I know how I want to begin this post, but it feels so stark, I’m not sure I can say it.
The thing is, I know the best place to start is always exactly where I am.
These last seven days, I begin to understand how someone dies of a broken heart. I always thought these words overdramatic. A diva phrase. Exaggeration. Hyperbole. I am not so sure after this year, the deaths of my Dad and cousin, and my Mom lost deep in Alzheimer’s.
I am not really in danger of dying of a broken heart, not in this moment or the next several, but my heart does feel broken.
Music eases the pain. Right now I am listening to John Boswell’s albums Trust and Garden In The Sky. Hugs, as many as possible, ease the pain. Old photographs and letting my heart move through the beloved memories attached to the images. Talking with my family and friends. Spending time in my studio, writing and drawing.
Yesterday I was unpacking the final box of household odds and ends from our move last Spring. At the bottom, rolled around a cardboard tube, was a 1988 Calgary Winter Olympics pennant. The pennant was a gift from my cousin. No coincidence it showed up yesterday.

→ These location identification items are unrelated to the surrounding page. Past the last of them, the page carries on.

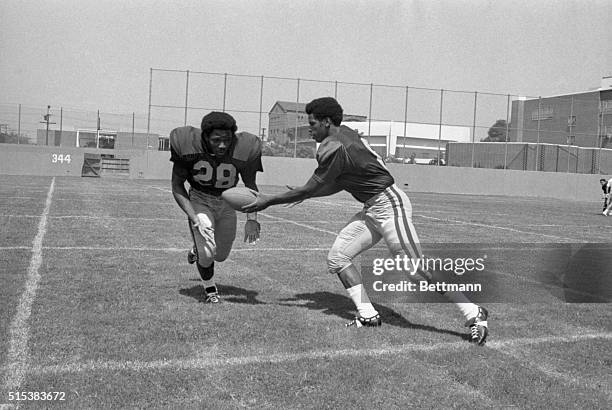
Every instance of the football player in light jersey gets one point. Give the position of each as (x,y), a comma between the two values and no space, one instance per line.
(346,162)
(606,187)
(210,160)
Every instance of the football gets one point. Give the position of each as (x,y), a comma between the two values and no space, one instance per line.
(238,197)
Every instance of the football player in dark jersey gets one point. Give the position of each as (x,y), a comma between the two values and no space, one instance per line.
(346,162)
(210,159)
(606,187)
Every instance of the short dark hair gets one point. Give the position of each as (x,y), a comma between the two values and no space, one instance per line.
(218,120)
(325,107)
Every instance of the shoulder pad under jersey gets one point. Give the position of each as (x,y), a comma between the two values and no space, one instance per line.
(327,148)
(248,147)
(186,141)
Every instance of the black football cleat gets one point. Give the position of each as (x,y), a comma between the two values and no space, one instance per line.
(192,256)
(359,321)
(479,329)
(212,295)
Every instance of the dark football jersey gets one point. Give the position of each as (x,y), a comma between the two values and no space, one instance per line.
(345,159)
(204,171)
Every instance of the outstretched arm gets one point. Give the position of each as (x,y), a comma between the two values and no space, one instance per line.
(312,188)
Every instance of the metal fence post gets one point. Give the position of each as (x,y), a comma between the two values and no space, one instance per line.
(297,104)
(538,138)
(440,124)
(569,137)
(370,110)
(405,124)
(149,114)
(259,130)
(506,138)
(19,124)
(186,96)
(474,129)
(224,90)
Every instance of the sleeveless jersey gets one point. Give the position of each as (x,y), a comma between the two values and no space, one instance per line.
(204,171)
(347,160)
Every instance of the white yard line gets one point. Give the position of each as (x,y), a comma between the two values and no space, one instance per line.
(500,227)
(314,228)
(19,331)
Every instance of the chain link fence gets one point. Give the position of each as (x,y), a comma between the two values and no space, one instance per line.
(402,123)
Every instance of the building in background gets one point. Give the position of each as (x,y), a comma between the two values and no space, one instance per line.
(284,117)
(403,141)
(583,119)
(107,139)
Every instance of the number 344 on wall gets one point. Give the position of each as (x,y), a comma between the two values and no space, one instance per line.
(60,158)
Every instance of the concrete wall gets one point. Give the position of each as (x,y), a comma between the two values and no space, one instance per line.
(35,160)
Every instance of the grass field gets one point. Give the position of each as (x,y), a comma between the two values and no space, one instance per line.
(98,302)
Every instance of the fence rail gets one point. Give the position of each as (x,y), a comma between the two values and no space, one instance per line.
(182,97)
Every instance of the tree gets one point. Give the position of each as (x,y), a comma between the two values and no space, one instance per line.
(497,132)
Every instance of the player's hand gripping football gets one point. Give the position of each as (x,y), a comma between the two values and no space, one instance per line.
(203,224)
(251,231)
(291,205)
(260,203)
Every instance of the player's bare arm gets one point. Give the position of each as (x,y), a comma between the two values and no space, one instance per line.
(180,194)
(312,188)
(252,228)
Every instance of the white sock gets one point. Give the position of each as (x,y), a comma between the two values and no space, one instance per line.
(362,302)
(466,307)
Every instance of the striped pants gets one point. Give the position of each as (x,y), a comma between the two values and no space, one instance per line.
(387,216)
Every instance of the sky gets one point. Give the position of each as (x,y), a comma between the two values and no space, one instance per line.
(98,54)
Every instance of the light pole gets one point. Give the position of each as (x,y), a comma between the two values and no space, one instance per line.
(47,119)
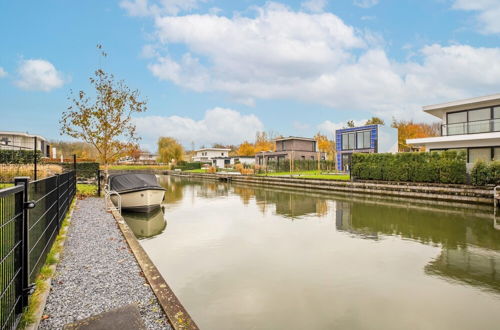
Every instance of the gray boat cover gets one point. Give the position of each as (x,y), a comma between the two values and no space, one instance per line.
(131,182)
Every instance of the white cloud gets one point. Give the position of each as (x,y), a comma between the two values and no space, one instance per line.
(328,127)
(316,58)
(314,6)
(219,125)
(158,7)
(38,75)
(488,13)
(366,3)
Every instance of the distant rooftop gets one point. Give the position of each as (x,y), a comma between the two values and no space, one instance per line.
(213,149)
(465,104)
(294,138)
(25,134)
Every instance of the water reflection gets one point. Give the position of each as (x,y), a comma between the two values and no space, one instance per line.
(146,225)
(345,261)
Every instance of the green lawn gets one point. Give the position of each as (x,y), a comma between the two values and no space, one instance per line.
(200,170)
(310,175)
(138,167)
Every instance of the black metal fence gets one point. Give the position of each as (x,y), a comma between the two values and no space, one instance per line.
(31,214)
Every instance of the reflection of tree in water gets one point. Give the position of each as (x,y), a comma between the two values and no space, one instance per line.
(245,193)
(472,266)
(471,246)
(174,188)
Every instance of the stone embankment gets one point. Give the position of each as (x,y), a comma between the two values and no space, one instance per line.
(441,192)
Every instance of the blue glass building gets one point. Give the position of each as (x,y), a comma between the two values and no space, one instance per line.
(368,139)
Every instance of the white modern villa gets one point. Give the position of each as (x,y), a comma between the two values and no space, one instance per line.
(24,141)
(205,155)
(471,125)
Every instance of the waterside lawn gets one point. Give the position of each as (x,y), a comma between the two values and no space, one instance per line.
(138,167)
(310,175)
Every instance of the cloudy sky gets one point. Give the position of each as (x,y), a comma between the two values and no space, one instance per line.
(217,71)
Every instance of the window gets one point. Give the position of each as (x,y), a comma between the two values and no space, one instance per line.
(351,141)
(457,123)
(496,153)
(479,154)
(479,120)
(363,140)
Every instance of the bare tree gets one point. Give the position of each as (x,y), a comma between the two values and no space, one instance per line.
(104,120)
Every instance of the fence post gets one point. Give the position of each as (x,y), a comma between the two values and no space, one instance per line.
(35,158)
(25,248)
(57,204)
(99,183)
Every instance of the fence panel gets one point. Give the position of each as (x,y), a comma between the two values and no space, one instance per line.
(27,237)
(11,229)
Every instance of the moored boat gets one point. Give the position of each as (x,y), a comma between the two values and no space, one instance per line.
(138,192)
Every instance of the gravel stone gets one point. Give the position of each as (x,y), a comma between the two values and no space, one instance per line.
(97,272)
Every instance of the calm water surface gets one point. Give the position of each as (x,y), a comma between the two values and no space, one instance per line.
(248,257)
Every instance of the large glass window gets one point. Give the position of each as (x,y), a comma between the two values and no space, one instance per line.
(363,140)
(479,154)
(457,123)
(496,120)
(479,120)
(351,141)
(348,141)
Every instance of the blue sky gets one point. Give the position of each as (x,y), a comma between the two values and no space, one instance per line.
(217,71)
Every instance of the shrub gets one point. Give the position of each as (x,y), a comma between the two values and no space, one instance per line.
(185,166)
(485,173)
(442,167)
(19,156)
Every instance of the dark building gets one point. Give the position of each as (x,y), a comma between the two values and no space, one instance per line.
(295,148)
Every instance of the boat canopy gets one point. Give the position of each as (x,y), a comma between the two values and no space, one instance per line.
(133,182)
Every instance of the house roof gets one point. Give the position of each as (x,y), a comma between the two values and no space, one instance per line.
(294,138)
(25,134)
(476,102)
(213,149)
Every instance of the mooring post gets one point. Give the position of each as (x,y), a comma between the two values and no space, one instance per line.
(25,237)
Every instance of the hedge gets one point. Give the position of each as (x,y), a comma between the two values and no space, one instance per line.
(486,173)
(83,169)
(185,166)
(436,167)
(19,156)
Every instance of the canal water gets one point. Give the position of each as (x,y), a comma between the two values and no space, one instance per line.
(253,257)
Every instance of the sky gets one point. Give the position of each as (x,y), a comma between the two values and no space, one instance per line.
(217,71)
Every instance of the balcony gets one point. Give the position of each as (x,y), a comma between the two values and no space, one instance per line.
(471,127)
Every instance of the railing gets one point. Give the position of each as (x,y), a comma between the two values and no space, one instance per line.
(31,214)
(471,127)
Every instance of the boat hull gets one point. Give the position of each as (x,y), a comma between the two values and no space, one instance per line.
(140,201)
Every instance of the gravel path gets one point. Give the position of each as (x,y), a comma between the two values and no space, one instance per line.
(97,272)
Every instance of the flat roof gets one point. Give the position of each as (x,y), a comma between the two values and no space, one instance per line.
(213,149)
(470,103)
(295,138)
(25,134)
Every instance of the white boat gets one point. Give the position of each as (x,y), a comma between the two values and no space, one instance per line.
(138,192)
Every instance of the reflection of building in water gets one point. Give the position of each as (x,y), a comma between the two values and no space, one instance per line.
(469,245)
(146,224)
(473,266)
(291,204)
(344,221)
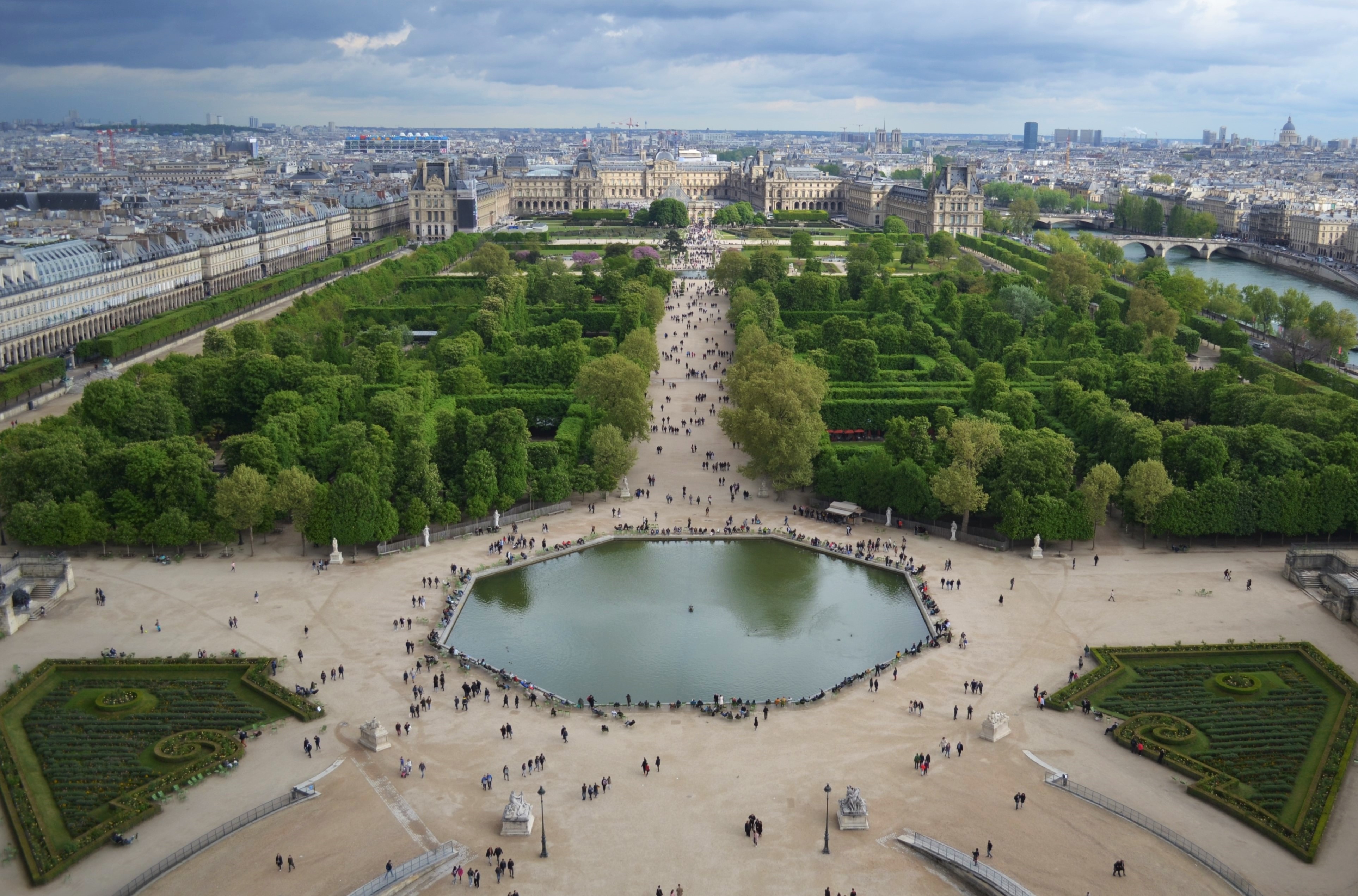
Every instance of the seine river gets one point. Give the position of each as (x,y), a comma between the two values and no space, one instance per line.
(1245,274)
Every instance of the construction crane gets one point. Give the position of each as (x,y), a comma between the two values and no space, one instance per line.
(113,154)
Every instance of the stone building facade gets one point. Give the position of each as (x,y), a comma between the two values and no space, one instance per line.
(57,295)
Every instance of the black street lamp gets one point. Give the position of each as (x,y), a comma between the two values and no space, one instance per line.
(828,822)
(542,821)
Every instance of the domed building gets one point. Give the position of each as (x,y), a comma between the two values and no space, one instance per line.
(1288,136)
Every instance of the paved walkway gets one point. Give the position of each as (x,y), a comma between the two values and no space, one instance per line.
(685,824)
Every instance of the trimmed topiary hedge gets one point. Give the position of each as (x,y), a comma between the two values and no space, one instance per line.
(94,778)
(1255,738)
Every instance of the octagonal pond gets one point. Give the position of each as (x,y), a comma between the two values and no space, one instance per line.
(769,620)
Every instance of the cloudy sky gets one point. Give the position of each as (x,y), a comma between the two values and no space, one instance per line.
(1164,67)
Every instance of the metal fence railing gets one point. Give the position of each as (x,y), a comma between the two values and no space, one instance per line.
(293,797)
(963,863)
(1202,856)
(398,873)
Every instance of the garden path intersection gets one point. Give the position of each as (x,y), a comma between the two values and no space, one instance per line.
(651,829)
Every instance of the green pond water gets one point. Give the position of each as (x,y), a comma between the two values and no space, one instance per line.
(769,620)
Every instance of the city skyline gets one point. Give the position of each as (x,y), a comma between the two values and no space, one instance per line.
(1106,66)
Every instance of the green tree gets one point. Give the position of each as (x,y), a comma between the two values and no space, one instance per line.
(616,386)
(974,444)
(1100,484)
(640,348)
(893,225)
(613,455)
(1145,488)
(943,245)
(775,413)
(913,252)
(909,439)
(480,484)
(294,495)
(731,269)
(242,497)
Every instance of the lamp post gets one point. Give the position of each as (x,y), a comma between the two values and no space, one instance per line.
(828,822)
(542,821)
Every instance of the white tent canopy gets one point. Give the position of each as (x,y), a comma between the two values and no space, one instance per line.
(844,510)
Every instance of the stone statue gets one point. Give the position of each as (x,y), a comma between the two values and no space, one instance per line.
(518,816)
(853,811)
(996,727)
(374,736)
(518,808)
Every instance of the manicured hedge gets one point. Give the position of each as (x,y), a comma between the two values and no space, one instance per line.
(1004,252)
(540,408)
(21,378)
(600,215)
(855,413)
(48,860)
(592,320)
(1254,746)
(172,324)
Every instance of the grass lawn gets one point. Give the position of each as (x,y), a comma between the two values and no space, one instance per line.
(1265,730)
(79,743)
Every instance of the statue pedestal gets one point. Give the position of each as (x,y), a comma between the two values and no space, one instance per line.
(852,822)
(374,736)
(996,727)
(517,827)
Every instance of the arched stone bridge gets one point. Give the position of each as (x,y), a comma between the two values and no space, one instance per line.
(1157,246)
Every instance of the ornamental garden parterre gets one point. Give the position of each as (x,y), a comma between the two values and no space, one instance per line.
(92,747)
(1267,731)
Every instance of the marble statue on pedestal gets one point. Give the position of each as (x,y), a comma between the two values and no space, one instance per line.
(995,727)
(518,816)
(374,736)
(853,811)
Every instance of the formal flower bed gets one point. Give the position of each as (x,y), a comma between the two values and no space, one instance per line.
(1253,749)
(106,758)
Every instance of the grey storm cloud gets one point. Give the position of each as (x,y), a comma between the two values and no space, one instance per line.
(967,66)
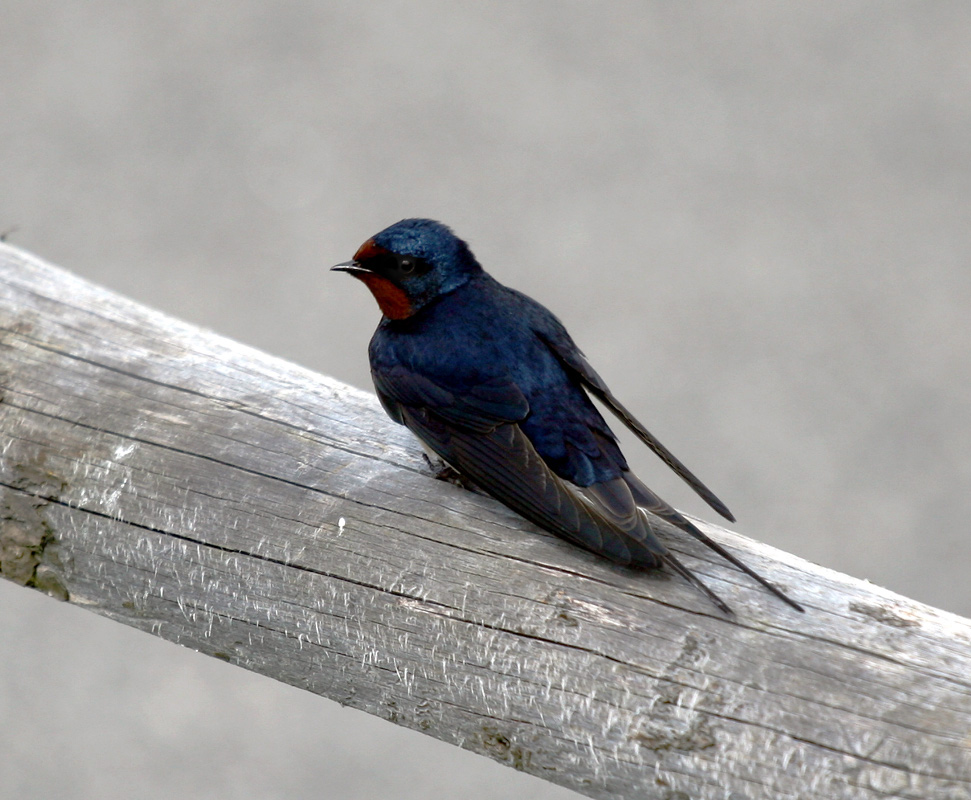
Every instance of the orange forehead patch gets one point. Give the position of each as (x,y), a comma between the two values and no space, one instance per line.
(393,302)
(369,250)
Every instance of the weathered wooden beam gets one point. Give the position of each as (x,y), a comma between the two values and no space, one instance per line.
(231,502)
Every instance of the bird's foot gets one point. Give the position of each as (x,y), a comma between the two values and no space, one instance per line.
(442,471)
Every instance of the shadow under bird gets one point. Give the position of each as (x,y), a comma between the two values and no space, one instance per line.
(491,382)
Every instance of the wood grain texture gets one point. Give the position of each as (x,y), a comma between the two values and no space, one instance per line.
(239,505)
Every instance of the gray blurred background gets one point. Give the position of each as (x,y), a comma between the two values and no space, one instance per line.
(754,217)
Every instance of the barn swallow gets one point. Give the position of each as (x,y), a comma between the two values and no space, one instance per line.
(490,381)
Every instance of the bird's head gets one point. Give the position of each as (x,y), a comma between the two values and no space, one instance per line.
(410,263)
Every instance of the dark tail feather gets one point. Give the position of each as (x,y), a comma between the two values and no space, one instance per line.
(694,580)
(655,505)
(709,542)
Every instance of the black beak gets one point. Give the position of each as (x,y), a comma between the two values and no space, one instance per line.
(349,266)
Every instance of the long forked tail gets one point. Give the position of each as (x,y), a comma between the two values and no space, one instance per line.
(653,504)
(694,580)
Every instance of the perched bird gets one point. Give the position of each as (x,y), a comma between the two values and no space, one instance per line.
(491,382)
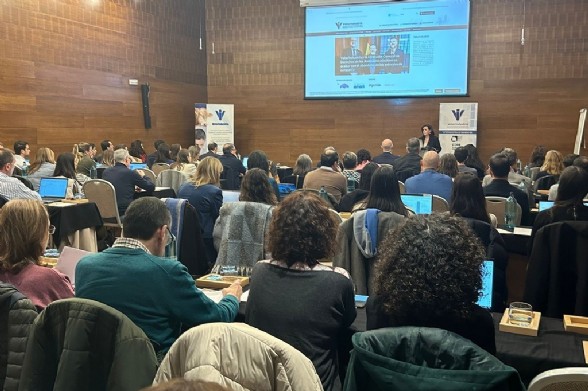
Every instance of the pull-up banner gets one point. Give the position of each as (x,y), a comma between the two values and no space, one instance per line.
(458,125)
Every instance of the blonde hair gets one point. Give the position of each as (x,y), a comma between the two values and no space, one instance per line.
(208,172)
(553,164)
(24,226)
(44,155)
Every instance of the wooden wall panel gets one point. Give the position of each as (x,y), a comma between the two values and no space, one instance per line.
(527,94)
(65,66)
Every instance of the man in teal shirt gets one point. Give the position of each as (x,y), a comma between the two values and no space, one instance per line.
(158,294)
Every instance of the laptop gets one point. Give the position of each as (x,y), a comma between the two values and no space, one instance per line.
(138,166)
(230,196)
(52,189)
(418,203)
(485,299)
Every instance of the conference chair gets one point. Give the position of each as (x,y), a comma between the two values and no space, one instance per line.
(497,207)
(557,275)
(103,194)
(440,205)
(561,379)
(423,358)
(159,167)
(202,356)
(171,178)
(79,344)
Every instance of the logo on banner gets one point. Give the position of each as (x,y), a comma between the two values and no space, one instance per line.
(457,113)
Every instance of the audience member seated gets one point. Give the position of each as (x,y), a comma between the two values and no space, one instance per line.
(473,160)
(66,168)
(295,298)
(569,160)
(569,204)
(448,165)
(386,157)
(43,166)
(409,164)
(258,159)
(429,181)
(24,233)
(360,236)
(153,156)
(256,188)
(352,176)
(356,199)
(461,155)
(302,167)
(328,175)
(86,165)
(364,157)
(11,188)
(204,194)
(157,294)
(553,165)
(233,168)
(468,202)
(429,275)
(125,180)
(500,187)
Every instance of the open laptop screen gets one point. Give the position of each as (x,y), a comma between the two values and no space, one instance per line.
(53,187)
(485,299)
(418,203)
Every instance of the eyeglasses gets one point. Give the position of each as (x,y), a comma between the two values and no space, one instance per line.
(170,237)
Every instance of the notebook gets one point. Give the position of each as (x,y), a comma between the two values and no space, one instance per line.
(52,189)
(485,299)
(418,203)
(138,166)
(230,196)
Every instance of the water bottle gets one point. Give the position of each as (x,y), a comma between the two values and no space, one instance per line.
(510,211)
(324,195)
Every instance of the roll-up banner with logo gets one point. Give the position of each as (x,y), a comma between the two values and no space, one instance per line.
(216,121)
(458,125)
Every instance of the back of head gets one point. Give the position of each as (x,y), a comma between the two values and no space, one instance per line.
(349,160)
(303,165)
(365,179)
(385,192)
(467,198)
(461,154)
(410,293)
(499,165)
(413,145)
(24,231)
(329,159)
(145,216)
(573,186)
(255,187)
(303,229)
(258,159)
(208,171)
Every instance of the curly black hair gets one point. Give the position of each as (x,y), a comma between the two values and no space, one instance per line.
(429,267)
(303,229)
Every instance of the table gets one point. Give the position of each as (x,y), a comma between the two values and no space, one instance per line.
(75,224)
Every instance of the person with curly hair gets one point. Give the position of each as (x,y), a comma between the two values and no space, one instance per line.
(430,275)
(256,188)
(24,233)
(302,232)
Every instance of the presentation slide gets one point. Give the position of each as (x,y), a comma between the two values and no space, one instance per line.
(398,49)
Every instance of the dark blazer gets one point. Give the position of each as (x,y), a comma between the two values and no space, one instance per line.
(232,168)
(124,181)
(385,158)
(433,145)
(502,188)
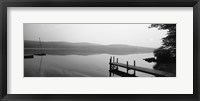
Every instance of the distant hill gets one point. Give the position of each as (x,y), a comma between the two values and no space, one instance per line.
(84,48)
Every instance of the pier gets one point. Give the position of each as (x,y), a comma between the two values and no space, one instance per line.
(115,65)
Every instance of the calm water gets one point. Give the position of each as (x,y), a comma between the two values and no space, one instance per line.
(80,65)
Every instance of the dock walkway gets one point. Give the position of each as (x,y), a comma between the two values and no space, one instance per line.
(114,69)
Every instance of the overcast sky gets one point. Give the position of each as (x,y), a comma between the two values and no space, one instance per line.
(129,34)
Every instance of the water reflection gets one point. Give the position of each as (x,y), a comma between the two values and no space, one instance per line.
(80,65)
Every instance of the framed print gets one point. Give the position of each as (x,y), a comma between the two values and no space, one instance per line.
(89,50)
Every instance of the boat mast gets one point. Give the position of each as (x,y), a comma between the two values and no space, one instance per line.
(40,45)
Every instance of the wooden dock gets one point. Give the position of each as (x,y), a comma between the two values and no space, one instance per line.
(115,65)
(28,56)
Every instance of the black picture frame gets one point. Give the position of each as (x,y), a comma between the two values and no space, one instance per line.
(98,3)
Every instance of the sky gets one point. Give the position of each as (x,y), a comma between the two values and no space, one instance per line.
(105,34)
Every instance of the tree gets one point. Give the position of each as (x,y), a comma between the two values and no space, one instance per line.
(167,52)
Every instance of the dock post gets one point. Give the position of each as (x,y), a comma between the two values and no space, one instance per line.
(134,65)
(110,66)
(127,66)
(110,62)
(117,62)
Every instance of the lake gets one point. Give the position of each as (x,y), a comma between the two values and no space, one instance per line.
(81,65)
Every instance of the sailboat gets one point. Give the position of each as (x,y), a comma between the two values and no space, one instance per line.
(41,53)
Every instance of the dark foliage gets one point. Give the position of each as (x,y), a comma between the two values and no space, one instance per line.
(167,52)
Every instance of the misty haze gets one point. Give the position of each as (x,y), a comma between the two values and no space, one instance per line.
(99,50)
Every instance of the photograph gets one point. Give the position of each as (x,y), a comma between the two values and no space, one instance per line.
(99,49)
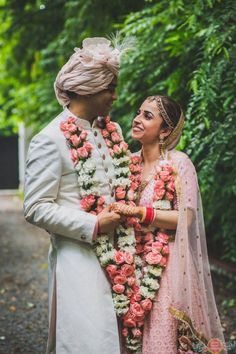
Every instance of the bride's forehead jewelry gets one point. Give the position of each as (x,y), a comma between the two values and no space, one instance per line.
(163,112)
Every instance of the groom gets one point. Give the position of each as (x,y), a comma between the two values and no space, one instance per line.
(82,318)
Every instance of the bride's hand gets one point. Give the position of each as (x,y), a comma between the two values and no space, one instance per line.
(126,210)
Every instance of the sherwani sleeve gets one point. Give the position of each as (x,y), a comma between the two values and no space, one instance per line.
(42,182)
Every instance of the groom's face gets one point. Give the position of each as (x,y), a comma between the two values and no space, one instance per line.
(101,102)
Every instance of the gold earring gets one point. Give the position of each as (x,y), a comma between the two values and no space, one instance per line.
(162,149)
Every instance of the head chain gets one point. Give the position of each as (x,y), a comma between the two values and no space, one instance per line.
(163,112)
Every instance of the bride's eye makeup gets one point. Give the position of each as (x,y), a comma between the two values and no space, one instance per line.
(148,115)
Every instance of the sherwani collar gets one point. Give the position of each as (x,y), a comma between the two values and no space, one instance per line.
(82,122)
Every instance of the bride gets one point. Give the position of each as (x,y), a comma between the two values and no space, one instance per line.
(184,317)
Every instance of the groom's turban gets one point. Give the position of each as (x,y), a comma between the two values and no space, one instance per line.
(89,70)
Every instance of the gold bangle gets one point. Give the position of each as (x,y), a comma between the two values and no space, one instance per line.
(143,210)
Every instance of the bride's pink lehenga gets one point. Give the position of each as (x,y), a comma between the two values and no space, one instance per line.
(160,330)
(185,286)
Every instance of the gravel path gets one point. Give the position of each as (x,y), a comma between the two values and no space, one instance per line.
(23,282)
(23,285)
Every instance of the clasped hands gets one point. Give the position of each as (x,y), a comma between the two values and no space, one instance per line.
(111,215)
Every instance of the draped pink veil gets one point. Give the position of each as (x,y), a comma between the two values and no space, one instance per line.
(191,284)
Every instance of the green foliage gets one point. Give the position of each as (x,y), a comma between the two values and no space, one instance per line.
(185,49)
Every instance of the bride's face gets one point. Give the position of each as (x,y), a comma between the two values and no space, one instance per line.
(146,126)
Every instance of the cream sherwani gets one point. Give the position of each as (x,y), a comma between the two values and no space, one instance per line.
(82,317)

In 1988 my husband, three-year-old son, and I spent a week of those Olympics in Calgary with my aunt and uncle. It felt like the entire city was partying. My cousin was working at the Olympic Village, and had her evenings free. We ate dinner together, with the television on to catch the sports events we hadn’t seen in person that day.
Months later we received the pennant in the mail. My cousin had purchased it at an auction.
Yes, beloved memories.
Today, the pennant is draped over a chair here in the studio. Later I will iron it, and hang it in the kitchen, the same way it hung in our previous home for twenty-nine years.
Memories and love fill the cracks in my heart.